- Born: 1840 Cambridge, New York
- Died: Unknown
- Allegiance: United States
- Branch: United States Navy
- Rank: Ordinary Seaman
- Unit: USS Magnolia
- Conflicts: American Civil War • Battle of Natural Bridge
- Awards: Medal of Honor

= Charles Read (Medal of Honor) =

Union Navy sailor in the American Civil War

Charles Read (born 1840, date of death unknown) was a Union Navy sailor in the American Civil War and a recipient of the U.S. military's highest decoration, the Medal of Honor, for his actions at the Battle of Natural Bridge.

Born in 1840 in Cambridge, New York, Read joined the Navy from that state.

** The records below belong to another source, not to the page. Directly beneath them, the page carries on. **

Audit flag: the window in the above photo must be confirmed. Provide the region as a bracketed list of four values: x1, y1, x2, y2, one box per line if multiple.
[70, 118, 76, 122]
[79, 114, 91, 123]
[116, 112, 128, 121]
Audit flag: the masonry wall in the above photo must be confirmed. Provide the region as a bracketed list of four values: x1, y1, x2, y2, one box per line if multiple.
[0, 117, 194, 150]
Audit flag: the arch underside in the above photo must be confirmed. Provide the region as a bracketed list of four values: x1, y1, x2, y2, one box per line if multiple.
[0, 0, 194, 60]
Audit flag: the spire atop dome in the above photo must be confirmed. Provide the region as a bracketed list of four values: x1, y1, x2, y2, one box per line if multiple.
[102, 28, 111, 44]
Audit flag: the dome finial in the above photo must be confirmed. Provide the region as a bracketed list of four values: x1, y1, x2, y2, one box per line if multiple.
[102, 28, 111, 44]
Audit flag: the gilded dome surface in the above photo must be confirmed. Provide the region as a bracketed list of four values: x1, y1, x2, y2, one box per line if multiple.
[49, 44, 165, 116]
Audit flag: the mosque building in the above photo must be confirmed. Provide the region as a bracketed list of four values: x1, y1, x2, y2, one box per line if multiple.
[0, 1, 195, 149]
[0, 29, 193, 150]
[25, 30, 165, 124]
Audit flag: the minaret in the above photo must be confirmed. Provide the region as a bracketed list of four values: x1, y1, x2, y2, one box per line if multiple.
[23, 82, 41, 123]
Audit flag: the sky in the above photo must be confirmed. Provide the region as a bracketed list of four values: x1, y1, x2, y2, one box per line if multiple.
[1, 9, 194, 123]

By March 5, 1865, he was serving as an ordinary seaman on the . On that day and the next, he accompanied a Union Army force during the Battle of Natural Bridge near St. Marks, Florida. He helped transport and fire a naval howitzer throughout the engagement despite heavy Confederate fire. For this action, he was awarded the Medal of Honor three months later, on June 22, 1865. He was one of six sailors to receive the medal for manning artillery pieces during the battle, the others being Landsman John S. Lann, Seaman John Mack, Seaman George Pyne, Coxswain George Schutt, and Seaman Thomas Smith.

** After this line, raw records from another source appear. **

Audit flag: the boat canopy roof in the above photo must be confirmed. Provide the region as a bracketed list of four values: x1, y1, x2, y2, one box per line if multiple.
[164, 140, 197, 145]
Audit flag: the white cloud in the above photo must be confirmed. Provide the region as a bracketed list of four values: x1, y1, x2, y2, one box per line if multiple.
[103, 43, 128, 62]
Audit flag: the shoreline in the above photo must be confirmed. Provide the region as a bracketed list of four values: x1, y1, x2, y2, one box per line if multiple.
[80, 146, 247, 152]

Read's official Medal of Honor citation is as follows:
As seaman on board the U.S.S. Magnolia, St. Marks, Fla., 5 and 6 March 1865. Serving with the Army in charge of Navy howitzers during the attack on St. Marks and throughout this fierce engagement, Read made remarkable efforts in assisting transport of the gun, and his coolness and determination in courageously standing by his gun while under the fire of the enemy were a credit to the service to which he belonged.